ファッション

“隣のパンク兄ちゃん”「キディル」が東雲から初のパリコレ公式参加 不透明な時代に輝く反骨魂

 末安弘明デザイナーの「キディル(KIDILL)」を語るうえで絶対に出てくるキーワードが“パンク”である。1月15日に東京・東雲で行った2021-22年秋冬コレクションのランウエイショーも、稚拙な表現を覚悟でいうならば“超パンク”だった。それもそのはず、このショーは末安デザイナーにとっては初めてパリ・メンズ・ファッション・ウイークの公式スケジュールで発表するという特別なものだから、“超”が付くほど気合が入るのも当たり前。これまでパリで3度行ってきたショーは全て独自開催だったため、44歳の末安デザイナーにとっては遅咲きのメジャーデビューの舞台がここ東雲だったのである。さらに「世界中がコロナウイルスで元気を失っている状況だからこそ、ファッションデザイナーとして強いクリエイションを」という覚悟を服に込めており、ショー序盤からいつも以上に振り切っていた。ミュージシャンの灰野敬二によるノイジーな演奏の中で行われた15分間のショーをカメラ8台を駆使して撮影し、5分の動画に編集してパリメンズの公式サイトで全世界に向けて19日に配信した。

服作りへの確かな手応えと自信

 ロックやパンクの系譜を継ぐ服であることに違いないが、ここ最近の「キディル」はストリートでもなければミュージシャンのスタイルの焼き直しでもなく、完全に唯我独尊。21-22年秋冬は“Desire(欲望)”をテーマに、LAを拠点にするビジュアルアーティストのジェシー・ドラクスラー(Jesse Draxler)によるグラフィックをスーツやニットに盛り盛りに配置し、ファスナーやスタッズも盛り盛りに付け、パンクを軸にアートやカルチャーをゴリゴリとクロスオーバーさせていく。スマートではないかもしれない。だが、独学で服作りを学んできたがゆえの型にはまらない思い切りのよさという強みが生かされていた。「エドウィン(EDWIN)」や「ディッキーズ(DICKIES)」、「ルルムウ(RURUMU:)」などとのコラボレーションも継続。「やっぱりメンズブランドっすから」という理由で強化しているテーラリングも、ストリート風に崩さず真っ向勝負する。末安デザイナーのひょうひょうとしたキャラクターの内側に、現在の服作りに対する手応えと確かな自信が感じられた。
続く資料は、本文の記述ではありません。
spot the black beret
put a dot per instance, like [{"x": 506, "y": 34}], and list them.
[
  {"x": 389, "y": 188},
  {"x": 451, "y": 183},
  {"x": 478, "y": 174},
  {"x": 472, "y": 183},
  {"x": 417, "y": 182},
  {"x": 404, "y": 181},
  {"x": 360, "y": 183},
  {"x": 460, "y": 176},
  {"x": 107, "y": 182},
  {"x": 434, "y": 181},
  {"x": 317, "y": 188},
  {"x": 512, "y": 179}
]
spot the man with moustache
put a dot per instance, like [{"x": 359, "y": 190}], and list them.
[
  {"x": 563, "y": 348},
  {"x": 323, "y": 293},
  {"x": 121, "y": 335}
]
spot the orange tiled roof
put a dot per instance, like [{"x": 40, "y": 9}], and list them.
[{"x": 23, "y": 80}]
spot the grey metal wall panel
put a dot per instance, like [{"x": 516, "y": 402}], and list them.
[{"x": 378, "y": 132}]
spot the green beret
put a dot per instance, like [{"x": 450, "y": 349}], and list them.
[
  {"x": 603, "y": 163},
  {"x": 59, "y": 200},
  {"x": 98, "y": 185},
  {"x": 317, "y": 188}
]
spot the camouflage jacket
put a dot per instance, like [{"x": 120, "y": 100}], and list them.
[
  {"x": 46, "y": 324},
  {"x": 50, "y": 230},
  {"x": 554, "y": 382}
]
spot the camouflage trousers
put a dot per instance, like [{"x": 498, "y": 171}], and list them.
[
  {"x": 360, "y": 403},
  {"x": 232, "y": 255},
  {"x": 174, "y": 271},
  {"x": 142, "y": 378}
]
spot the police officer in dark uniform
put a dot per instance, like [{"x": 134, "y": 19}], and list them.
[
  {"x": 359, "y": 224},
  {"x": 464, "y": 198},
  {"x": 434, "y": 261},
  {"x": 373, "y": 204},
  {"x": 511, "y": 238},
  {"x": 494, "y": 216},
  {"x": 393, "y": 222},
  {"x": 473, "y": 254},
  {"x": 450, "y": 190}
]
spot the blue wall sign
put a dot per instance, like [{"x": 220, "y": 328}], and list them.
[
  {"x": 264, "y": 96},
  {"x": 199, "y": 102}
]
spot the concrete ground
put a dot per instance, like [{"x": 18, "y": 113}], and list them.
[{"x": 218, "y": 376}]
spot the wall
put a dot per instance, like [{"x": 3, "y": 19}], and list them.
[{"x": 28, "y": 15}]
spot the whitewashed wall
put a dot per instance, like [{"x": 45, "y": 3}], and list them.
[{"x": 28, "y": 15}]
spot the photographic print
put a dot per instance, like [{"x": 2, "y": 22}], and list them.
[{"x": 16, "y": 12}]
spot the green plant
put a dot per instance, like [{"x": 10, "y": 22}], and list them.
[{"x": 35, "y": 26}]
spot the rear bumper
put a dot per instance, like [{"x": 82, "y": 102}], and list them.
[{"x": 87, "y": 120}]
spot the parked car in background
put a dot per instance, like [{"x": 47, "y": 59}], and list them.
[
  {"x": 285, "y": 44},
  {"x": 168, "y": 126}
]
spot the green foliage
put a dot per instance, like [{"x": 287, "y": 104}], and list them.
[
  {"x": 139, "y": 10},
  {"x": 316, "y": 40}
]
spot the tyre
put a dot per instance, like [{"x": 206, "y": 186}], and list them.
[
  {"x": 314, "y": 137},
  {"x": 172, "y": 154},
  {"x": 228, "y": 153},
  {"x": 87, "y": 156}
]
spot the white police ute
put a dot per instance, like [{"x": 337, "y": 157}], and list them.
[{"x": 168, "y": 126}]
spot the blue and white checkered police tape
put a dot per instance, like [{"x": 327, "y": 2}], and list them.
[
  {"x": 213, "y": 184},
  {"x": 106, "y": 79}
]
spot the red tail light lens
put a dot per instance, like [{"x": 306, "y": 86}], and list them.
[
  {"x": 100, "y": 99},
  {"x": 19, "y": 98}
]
 このつかみどころがないひょうひょうとした性格は、ショー終了後に記者たちがデザイナーを囲んでインタビューする“囲み取材”でも炸裂する。デザイナーが記者に対して「質問の意味がよく分かんないっす」「もっと分かりやすく言ってもらっていいっすか」とストレートに突き返すものの、現場はピリつくどころか和やかムード。「初のパリ公式?つっても東雲にいるので実感なくて」という正直な答えには笑いが起こった。この服と人柄のギャップは狙っているものではなく、おそらく天然。しかし、ファッションに対する愛情と反骨心は人一倍強い。パリメンズ公式参加の可否を決める勝負の面接で、受け答えが「ボロボロに終わった」直後、諦めずに補足の書類を即座に作成して提出。決して簡単ではない審査を何とか通過し、大舞台への切符をもぎ取った。また「服作りができないと俺は死ぬ」と2万以上のフォロワーに向けてSNSで堂々と宣言するなど、愛するファッションやパンクに対しては、とにかく少年のようにピュアで一直線なのだ。

不透明な時代で輝くパンク魂

 唯我独尊の“パンク”なブランド――この響きだけだと、とっつきにくい印象を持つ人も多いだろう。「バンドの音源聴いたことないのにツアーT着てんじゃねえ」的な面倒くさいブランド、デザイナーなのではないかと。しかし「キディル」には“隣の兄ちゃん”のような親しみやすさがある。音楽は詳しくないけどパンクファッションを楽しみたい人と、クセの強い音楽偏愛者の両方の“パンク”を受け入れる温かさがある。そう感じる要因は、ちょっとした隙のある服なのか、スイーツが大好物な末安デザイナーの真っ直ぐな性格なのかは分からない。確かなのは、この裏表のない末安デザイナーの周りに音楽からカルチャー関係まで多くのディープな才人や企業が集まり、「キディル」はそれを力へと変えていったこと。この天然の親しみやすさが、東京のアンダーグラウンドからパリコレにまで押し上げた武器の一つであることは間違いない。

 「いつ潰れるか分かんないっすよマジで」と開店当初に言っていた東京・渋谷の路面店は5年目を迎え、「いつ廃業するか分かんないっすよマジで」と新型コロナウイルスの影響で弱気になっていた1年前から取り扱いアカウントは増えた。現在はドーバー ストリート マーケット(DOVER STREET MARKET)など有力店を含め、国内と海外ともに20で合計40アカウントとなり、パリに出て発表し始めた2年前から10アカウント増えて売り上げもじわじわと伸びている。パリメンズへの公式参加を機に、海外での知名度をさらに広げていきたいのだろう。デジタルでの発表がどう転ぶのかはまだ分からない。しかし先行き不透明な時代には、パンクの反骨精神はより一層輝きを放ってきた。隣のパンク兄ちゃんの挑戦は、まだ始まったばかりだ。